If they ever discover life on Mars, I would not be at all surprised if it turns out to be onion weed. That stuff is indestructible. However, I am not waking up my slumbering gardening blog to moan about onion weed. No, I have a completely different weed to moan about.
Its common name is "coffee bush" but botanists more sensibly call it Breynia oblongifolia, and right now it is taking over our garden (or at least trying to). Here's a few photos of the evil weed in action.
I guess they called it coffee bush because its leaves are the shape of coffee beans?
This second snap is more like it. You rarely see one of these things on its own. Usually they come up in numbers, like this.
Fortunately, when small they are very easy to pull out of the ground.

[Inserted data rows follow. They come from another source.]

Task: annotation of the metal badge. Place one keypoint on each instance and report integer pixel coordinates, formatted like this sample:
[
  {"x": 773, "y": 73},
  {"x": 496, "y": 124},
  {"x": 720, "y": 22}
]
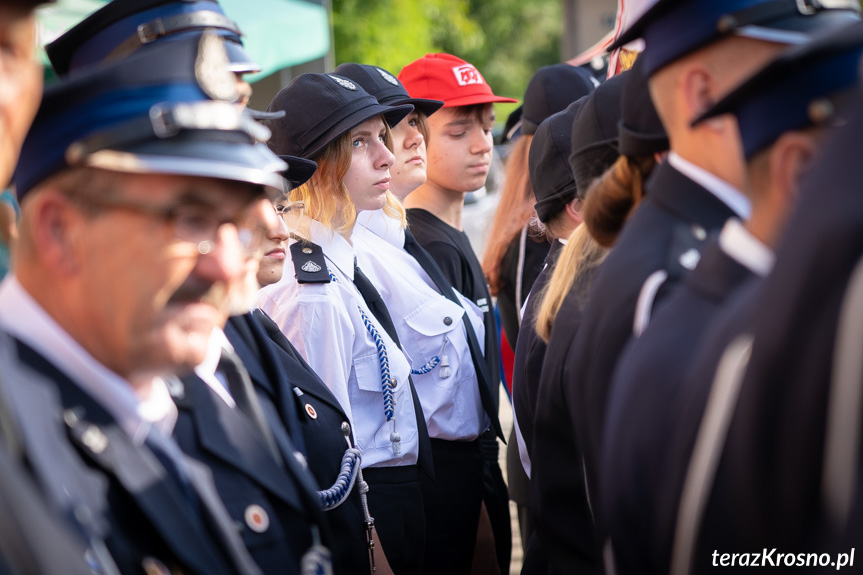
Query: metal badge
[
  {"x": 346, "y": 84},
  {"x": 310, "y": 409},
  {"x": 256, "y": 518},
  {"x": 211, "y": 69},
  {"x": 387, "y": 76}
]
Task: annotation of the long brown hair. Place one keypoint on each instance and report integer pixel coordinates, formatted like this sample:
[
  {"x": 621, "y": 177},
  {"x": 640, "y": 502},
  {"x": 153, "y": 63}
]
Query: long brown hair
[{"x": 514, "y": 211}]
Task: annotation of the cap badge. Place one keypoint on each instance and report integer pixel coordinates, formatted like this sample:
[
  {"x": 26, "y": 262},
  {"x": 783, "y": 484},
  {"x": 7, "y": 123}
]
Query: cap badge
[
  {"x": 256, "y": 518},
  {"x": 311, "y": 267},
  {"x": 387, "y": 76},
  {"x": 310, "y": 409},
  {"x": 346, "y": 84},
  {"x": 466, "y": 75},
  {"x": 211, "y": 69}
]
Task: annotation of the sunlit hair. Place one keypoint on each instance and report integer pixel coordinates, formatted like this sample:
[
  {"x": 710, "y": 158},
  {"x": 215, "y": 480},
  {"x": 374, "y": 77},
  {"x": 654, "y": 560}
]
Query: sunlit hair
[
  {"x": 514, "y": 212},
  {"x": 613, "y": 197},
  {"x": 325, "y": 195},
  {"x": 579, "y": 256}
]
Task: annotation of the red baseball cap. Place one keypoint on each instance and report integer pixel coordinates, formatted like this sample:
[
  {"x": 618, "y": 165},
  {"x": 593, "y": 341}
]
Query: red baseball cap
[{"x": 448, "y": 78}]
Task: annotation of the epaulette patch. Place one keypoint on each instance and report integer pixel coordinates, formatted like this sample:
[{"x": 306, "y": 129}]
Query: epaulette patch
[{"x": 309, "y": 264}]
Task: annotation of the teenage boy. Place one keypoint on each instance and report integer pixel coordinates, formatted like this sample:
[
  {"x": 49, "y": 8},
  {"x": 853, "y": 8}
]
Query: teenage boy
[{"x": 459, "y": 156}]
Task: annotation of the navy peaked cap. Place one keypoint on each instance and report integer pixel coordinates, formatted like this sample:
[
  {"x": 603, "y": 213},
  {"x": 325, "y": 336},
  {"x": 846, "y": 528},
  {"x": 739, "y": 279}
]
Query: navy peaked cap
[
  {"x": 800, "y": 89},
  {"x": 672, "y": 29},
  {"x": 166, "y": 110},
  {"x": 122, "y": 27}
]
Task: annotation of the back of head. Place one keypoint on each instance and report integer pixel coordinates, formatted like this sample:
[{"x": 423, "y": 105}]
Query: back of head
[{"x": 123, "y": 27}]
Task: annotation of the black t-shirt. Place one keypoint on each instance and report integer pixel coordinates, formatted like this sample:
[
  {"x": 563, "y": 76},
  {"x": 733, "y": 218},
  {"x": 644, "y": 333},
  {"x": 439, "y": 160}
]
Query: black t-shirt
[{"x": 452, "y": 251}]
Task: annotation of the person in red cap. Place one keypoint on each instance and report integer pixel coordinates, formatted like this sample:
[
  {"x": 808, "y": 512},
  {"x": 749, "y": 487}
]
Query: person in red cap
[{"x": 459, "y": 156}]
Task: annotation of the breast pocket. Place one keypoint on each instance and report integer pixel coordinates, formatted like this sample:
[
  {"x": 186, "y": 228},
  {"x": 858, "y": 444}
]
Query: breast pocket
[
  {"x": 371, "y": 428},
  {"x": 436, "y": 330}
]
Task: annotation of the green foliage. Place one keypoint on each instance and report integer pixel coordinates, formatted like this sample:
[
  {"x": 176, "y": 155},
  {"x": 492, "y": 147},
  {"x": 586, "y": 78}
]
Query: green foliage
[{"x": 507, "y": 40}]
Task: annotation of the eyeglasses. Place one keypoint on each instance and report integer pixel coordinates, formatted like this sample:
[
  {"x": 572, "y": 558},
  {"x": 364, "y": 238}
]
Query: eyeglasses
[{"x": 194, "y": 223}]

That isn't the problem — it's just the sheer numbers of them, everywhere.
Then, last night, over dinner with some good friends, birthday girl Rema described perfectly the coffee bush invasion in her Carlingford backyard. As Carlingford is on the other side of Sydney, at least 20km away, I can only conclude that coffee bush weeds have a masterplan to take over the whole of Sydney. They must be stopped!

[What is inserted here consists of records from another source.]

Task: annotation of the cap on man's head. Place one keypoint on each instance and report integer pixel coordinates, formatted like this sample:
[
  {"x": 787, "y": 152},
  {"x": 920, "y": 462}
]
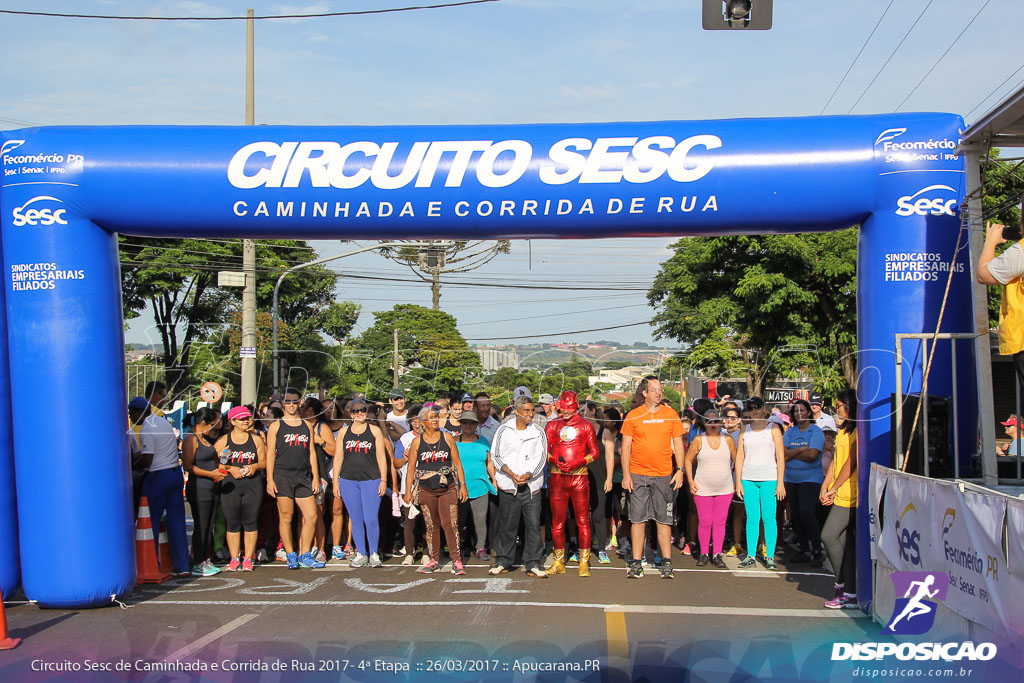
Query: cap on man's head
[
  {"x": 567, "y": 401},
  {"x": 521, "y": 392}
]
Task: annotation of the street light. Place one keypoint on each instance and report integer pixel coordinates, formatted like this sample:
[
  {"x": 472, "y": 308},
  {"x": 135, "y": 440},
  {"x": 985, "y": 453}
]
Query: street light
[{"x": 276, "y": 290}]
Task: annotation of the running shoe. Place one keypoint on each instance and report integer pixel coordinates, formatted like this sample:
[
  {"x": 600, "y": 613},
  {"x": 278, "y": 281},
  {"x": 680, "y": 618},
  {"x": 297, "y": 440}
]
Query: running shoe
[
  {"x": 635, "y": 570},
  {"x": 309, "y": 561},
  {"x": 736, "y": 551},
  {"x": 845, "y": 601}
]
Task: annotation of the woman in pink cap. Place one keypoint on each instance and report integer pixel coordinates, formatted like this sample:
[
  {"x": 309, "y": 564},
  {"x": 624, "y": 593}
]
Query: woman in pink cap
[{"x": 243, "y": 455}]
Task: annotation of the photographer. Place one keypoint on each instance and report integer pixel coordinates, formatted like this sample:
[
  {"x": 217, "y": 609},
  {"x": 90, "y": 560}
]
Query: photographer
[{"x": 1007, "y": 269}]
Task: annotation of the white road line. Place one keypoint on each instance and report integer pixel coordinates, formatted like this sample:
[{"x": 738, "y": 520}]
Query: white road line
[
  {"x": 197, "y": 645},
  {"x": 735, "y": 611},
  {"x": 639, "y": 609}
]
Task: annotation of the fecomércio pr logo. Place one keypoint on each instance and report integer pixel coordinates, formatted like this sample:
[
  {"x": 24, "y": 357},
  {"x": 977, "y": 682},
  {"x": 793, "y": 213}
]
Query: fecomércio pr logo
[{"x": 914, "y": 612}]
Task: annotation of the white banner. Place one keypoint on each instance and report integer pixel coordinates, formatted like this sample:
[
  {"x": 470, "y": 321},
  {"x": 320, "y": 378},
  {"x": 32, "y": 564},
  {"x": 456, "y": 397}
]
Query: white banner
[
  {"x": 904, "y": 536},
  {"x": 879, "y": 475},
  {"x": 1012, "y": 590},
  {"x": 968, "y": 546}
]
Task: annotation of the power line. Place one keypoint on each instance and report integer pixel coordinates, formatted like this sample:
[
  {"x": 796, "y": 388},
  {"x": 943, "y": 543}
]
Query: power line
[
  {"x": 561, "y": 334},
  {"x": 353, "y": 12},
  {"x": 842, "y": 80},
  {"x": 891, "y": 55},
  {"x": 942, "y": 56}
]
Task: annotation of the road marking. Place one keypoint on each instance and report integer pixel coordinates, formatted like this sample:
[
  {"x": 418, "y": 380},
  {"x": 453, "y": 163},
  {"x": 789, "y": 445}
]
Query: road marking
[
  {"x": 619, "y": 642},
  {"x": 638, "y": 609},
  {"x": 197, "y": 645}
]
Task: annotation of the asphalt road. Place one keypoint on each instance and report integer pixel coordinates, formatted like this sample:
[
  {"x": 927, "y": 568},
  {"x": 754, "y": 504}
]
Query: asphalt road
[{"x": 394, "y": 624}]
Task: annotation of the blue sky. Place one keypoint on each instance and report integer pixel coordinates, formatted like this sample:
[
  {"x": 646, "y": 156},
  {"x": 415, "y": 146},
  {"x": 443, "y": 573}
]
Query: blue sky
[{"x": 508, "y": 61}]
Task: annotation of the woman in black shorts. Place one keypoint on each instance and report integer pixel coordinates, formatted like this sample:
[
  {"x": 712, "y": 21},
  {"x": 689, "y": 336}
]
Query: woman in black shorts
[
  {"x": 242, "y": 456},
  {"x": 199, "y": 459}
]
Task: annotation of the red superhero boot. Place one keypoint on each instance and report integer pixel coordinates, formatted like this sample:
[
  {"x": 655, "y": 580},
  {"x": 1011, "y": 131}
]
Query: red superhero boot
[{"x": 571, "y": 446}]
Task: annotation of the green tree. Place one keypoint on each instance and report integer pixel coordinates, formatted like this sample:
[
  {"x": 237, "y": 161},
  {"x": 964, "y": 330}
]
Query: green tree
[
  {"x": 433, "y": 356},
  {"x": 741, "y": 302}
]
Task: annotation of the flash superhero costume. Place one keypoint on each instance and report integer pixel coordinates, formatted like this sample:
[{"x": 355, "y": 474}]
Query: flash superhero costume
[{"x": 571, "y": 446}]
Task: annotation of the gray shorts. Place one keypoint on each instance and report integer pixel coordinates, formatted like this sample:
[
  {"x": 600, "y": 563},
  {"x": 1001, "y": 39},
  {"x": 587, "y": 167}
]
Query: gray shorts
[{"x": 652, "y": 498}]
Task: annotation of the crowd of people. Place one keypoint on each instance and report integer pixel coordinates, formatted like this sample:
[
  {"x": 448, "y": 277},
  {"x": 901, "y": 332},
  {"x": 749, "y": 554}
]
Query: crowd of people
[{"x": 350, "y": 479}]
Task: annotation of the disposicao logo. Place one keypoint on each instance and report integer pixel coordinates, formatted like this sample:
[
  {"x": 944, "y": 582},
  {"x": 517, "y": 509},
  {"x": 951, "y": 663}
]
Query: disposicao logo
[{"x": 914, "y": 612}]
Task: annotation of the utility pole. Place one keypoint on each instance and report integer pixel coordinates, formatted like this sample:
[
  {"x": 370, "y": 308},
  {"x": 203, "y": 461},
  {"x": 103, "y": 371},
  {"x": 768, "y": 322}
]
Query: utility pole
[
  {"x": 248, "y": 351},
  {"x": 394, "y": 360}
]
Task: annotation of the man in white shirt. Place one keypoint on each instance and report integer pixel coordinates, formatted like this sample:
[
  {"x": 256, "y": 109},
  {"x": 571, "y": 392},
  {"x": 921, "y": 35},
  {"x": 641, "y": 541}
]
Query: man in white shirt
[
  {"x": 519, "y": 453},
  {"x": 163, "y": 482}
]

Then it occurred to me that I have an excellent Australian weed reference book, so I decided to look up this plant.
I'm not sure if Suzanne Ermert's book is still in print, as mine was published in 1998. If you can find a copy, it's a handy addition to your gardening library.

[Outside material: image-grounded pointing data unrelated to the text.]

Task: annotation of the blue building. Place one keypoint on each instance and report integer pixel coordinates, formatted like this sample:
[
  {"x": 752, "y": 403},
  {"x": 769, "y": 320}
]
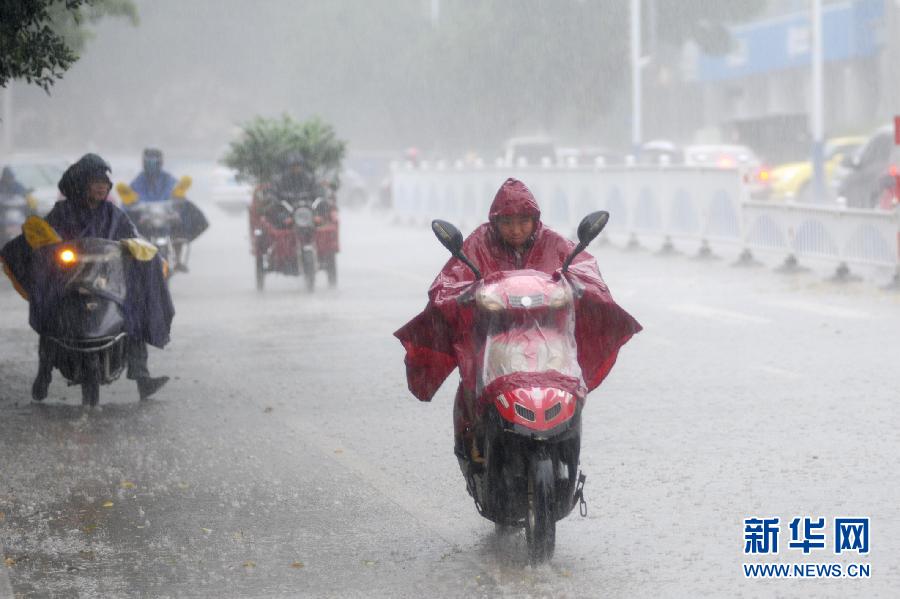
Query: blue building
[{"x": 762, "y": 89}]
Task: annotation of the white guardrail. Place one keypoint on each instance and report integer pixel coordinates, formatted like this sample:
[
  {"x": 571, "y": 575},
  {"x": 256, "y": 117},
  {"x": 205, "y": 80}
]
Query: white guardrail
[{"x": 661, "y": 205}]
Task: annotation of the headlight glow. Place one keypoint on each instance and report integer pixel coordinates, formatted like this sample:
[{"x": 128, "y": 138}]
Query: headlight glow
[
  {"x": 303, "y": 216},
  {"x": 67, "y": 257}
]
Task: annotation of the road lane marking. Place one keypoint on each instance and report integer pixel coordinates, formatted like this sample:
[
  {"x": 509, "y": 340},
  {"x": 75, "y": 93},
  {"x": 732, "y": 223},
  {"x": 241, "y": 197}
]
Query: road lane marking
[
  {"x": 781, "y": 372},
  {"x": 718, "y": 314},
  {"x": 5, "y": 584}
]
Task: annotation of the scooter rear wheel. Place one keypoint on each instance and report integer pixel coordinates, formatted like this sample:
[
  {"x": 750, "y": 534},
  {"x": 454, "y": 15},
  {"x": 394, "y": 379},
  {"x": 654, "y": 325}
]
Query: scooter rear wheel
[
  {"x": 540, "y": 521},
  {"x": 260, "y": 272},
  {"x": 309, "y": 270}
]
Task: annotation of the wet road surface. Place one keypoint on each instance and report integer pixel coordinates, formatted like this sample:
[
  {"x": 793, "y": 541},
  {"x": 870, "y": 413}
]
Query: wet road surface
[{"x": 286, "y": 457}]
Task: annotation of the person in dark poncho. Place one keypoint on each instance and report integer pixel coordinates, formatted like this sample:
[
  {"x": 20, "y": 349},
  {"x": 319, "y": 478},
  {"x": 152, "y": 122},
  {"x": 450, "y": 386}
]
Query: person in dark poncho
[
  {"x": 85, "y": 212},
  {"x": 513, "y": 238}
]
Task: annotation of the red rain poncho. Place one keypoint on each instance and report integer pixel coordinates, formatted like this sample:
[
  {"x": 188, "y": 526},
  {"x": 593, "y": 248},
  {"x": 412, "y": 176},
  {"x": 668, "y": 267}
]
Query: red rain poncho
[{"x": 439, "y": 338}]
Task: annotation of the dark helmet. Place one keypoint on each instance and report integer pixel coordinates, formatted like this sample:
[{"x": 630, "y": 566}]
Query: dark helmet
[
  {"x": 74, "y": 182},
  {"x": 152, "y": 160}
]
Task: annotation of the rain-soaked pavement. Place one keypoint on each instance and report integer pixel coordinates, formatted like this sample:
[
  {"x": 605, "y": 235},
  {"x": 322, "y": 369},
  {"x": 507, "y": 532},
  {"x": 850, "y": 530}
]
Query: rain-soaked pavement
[{"x": 286, "y": 458}]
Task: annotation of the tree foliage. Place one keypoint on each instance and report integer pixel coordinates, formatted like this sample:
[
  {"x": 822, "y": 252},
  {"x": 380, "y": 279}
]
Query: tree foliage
[
  {"x": 41, "y": 39},
  {"x": 260, "y": 150}
]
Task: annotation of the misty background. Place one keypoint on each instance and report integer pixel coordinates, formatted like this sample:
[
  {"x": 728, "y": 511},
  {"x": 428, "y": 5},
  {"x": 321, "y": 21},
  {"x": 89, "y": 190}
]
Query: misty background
[{"x": 451, "y": 76}]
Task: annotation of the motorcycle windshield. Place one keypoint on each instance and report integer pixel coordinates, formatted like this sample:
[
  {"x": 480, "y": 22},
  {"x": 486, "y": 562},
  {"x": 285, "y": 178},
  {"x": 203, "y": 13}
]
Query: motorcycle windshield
[
  {"x": 89, "y": 266},
  {"x": 527, "y": 322}
]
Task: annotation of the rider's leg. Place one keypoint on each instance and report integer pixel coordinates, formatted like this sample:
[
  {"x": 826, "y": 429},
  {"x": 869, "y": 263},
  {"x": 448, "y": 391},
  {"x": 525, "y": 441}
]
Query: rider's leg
[
  {"x": 136, "y": 357},
  {"x": 45, "y": 370}
]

Click on the image from Suzanne's book and it should come up bigger, but in case that doesn't work, here's the terrible revelation contained within Suzanne's entry on coffee bush — it's a native plant! So maybe I might have to change my earlier statement so that Breynia oblongifolia is actually trying to RE-colonise Sydney. Who knows?
Left to grow on, it eventually forms a 2m (6 foot) high bush, which produces small green berries. And native birds like berries ...
I haven't exactly seen our native birds flocking around my weed patch feeding on them, so the weedy plants must be perfectly capable of spreading like wildfire without any help from native birds.
But there you go ... my current most loathed garden weed is a native plant.
PS: why have I let the weeds take over, and why the absence from Garden Amateuring? It's been too hot, that's why. Ridiculous weather patterns lately. Once things cool down a bit, I have quite a few gardening projects to get underway, including a mini-makeover, so weather Gods permitting, expect a few more postings in coming weeks.